Here’s how to make sense of the latest Clinton, Trump poll results

With roughly three weeks before Americans choose a new president, voters have begun paying much closer attention to the latest polls.

A lot of them are wondering: How come the results are all over the place?

Last week, Democratic presidential candidate Hillary Clinton appeared to be widening her lead against GOP rival Donald Trump in national voter polls — hitting a double-digit advantage in a few surveys. But the results span a wide range.

On Sunday, for example, results from a joint NBC News/Wall Street Journal poll showed Clinton holding an 11-point margin over Trump, 48-37 percent, with a margin of error of about 3 points.

On the same day, and ABC News/Washington Post poll showed Clinton leading Trump by just a 4-point margin, 47-43 percent, which was roughly the same as the survey’s margin of error.

Why do the margins vary so widely from one poll to another? The short answer: Opinion polling includes a lot of guesswork and assumptions, and pollsters make different choices when setting up their surveys.

Despite decades of refinements based on rigorous statistical science, modern opinion polls are still just rough estimates of how survey respondents might actually cast their votes. No matter how vigilant, the designers of these polls have to deal with a substantial amount of noise in the data they collect.
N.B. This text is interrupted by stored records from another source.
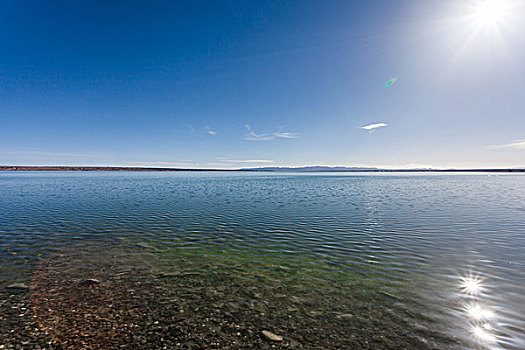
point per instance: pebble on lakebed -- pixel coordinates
(271, 336)
(17, 286)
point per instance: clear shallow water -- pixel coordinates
(331, 260)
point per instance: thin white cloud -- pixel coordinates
(519, 144)
(246, 160)
(373, 126)
(51, 154)
(252, 136)
(286, 135)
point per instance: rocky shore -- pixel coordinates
(85, 301)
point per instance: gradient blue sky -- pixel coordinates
(228, 84)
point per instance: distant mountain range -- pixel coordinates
(306, 169)
(309, 169)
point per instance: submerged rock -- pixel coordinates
(271, 336)
(89, 282)
(17, 286)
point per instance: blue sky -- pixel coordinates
(229, 84)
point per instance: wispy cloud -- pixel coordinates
(519, 144)
(253, 136)
(373, 126)
(246, 160)
(50, 154)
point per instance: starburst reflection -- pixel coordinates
(476, 312)
(471, 285)
(483, 334)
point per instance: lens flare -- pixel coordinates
(491, 12)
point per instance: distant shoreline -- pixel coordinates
(281, 170)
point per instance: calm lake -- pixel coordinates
(186, 260)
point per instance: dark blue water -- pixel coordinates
(438, 259)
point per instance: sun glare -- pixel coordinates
(491, 12)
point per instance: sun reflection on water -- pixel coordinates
(481, 318)
(471, 285)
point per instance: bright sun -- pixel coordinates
(491, 12)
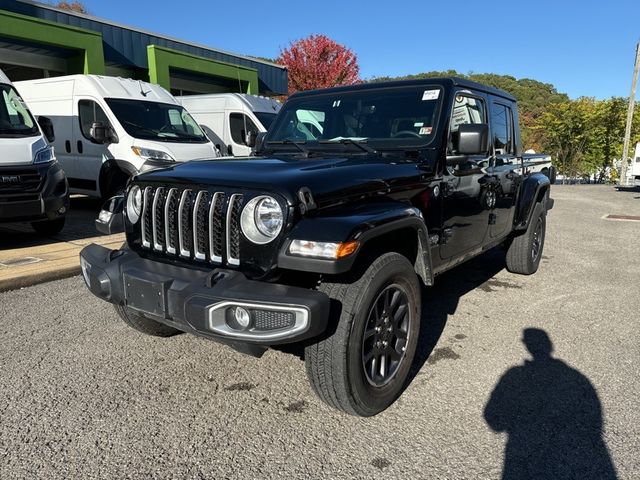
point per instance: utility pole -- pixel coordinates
(627, 131)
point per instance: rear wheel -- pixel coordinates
(362, 367)
(143, 324)
(525, 251)
(49, 227)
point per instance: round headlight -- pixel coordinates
(261, 219)
(134, 204)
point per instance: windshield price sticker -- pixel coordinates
(430, 95)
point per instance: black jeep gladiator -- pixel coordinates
(355, 197)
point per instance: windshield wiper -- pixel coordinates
(350, 141)
(287, 141)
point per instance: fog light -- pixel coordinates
(242, 317)
(86, 271)
(238, 318)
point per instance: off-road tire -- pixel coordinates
(143, 324)
(48, 228)
(335, 364)
(523, 256)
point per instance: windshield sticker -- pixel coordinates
(431, 95)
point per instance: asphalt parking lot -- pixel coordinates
(84, 396)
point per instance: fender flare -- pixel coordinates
(535, 188)
(363, 223)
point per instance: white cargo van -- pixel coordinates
(228, 117)
(110, 128)
(33, 187)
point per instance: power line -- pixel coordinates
(627, 131)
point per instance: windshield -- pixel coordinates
(15, 118)
(161, 122)
(266, 119)
(394, 117)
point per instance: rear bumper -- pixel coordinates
(204, 302)
(47, 200)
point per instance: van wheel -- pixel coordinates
(525, 251)
(363, 366)
(49, 227)
(143, 324)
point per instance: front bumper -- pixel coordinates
(202, 302)
(22, 200)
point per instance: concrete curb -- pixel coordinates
(28, 266)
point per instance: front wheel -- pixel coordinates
(525, 251)
(362, 367)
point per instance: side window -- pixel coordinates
(237, 127)
(89, 112)
(466, 109)
(502, 129)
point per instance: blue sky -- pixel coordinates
(583, 47)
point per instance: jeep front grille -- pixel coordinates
(192, 224)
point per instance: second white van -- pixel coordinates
(227, 118)
(110, 128)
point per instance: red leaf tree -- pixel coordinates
(319, 62)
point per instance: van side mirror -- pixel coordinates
(472, 139)
(250, 139)
(101, 133)
(259, 142)
(111, 220)
(47, 128)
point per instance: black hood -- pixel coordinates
(331, 180)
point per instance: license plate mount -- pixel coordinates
(146, 295)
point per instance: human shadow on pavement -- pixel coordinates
(553, 417)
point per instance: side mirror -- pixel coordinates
(259, 142)
(250, 139)
(473, 139)
(101, 133)
(111, 220)
(47, 128)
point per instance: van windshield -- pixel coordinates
(161, 122)
(388, 117)
(15, 118)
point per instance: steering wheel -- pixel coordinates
(406, 133)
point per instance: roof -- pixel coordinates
(127, 46)
(443, 81)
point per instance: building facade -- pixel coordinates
(38, 40)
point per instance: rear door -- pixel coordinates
(504, 167)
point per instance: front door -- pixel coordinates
(464, 208)
(505, 168)
(239, 125)
(90, 155)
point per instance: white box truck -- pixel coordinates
(227, 118)
(110, 128)
(33, 187)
For starters, voters may say one thing to a pollster and then change their minds days later. That’s why results can swing so widely early in the race, but tend to solidify as Election Day approaches.

This year, a four-way race further complicates pollsters’ lives. Give people a choice that includes Libertarian Party candidate Gary Johnson and Green Party hopeful Jill Stein, and fewer of them will pick Clinton or Trump. In a two-way match-up, the margins will be different.

Most polls also rely on an extremely small sample — a few thousand at most — and then weight the results based on the demographic groups represented by the people who responded to the survey.

Given the relatively small sample — just a few thousands responses to estimate the mood of the entire electorate — the final results can be skewed by a few dozen opinions.

For example, to estimate the Election Day votes of the 130 million people who voted for president in 2012, a pollster might make just 1,300 phone calls — which means each response has to stand in for 100,000 voters. If the original sample includes fewer 50-something women than the national average, those responses are given more weight and another group that’s over-represented in the sample, say, 20-something men, is underweighted.

But there are different ways to weight any given sample, and the choices over how to weight the results can play a big part in the wide variance that shows up from one poll to another. One pollster, for example, might choose to weight their raw responses based on a balance of demographic groups tied to the latest census data. Another might use exit polling data from the last election cycle to determine demographic weightings.

That’s why small shifts from one survey to the next can be magnified in the final results.

Some online surveys use larger samples; an internet “poll” can generate tens of thousands of responses. But these online polls rarely ask enough demographic information — race, education, age, gender, etc. — to allow for the statistical weighting required to make the survey scientifically valid. So online polls generally say a lot more about a website’s audience than the attitudes of a “typical” voter.

That’s why most political analysts look at the average result of a number of polls and the shifts in direction from an individual poll with a consistent methodology.

Poll results can also be skewed by the methods used to collect data. Most pollsters attempt to collect their raw responses from a “random” pool of voters, but that’s harder than it might seem.

For one thing, it’s not always easy to predict how many of the people who respond to a poll will actually vote. That’s why many polls target both registered voters and people who say they are “likely” voters. That likelihood is self-reported, so it’s impossible to confirm whether they’ll actually turn out to vote.

Pollsters also have to be careful how they generate their lists of “random” telephone numbers, especially as more cellphone users abandon traditional landline service. Those “cord cutters” tend to be younger, for example, than the average landline customer.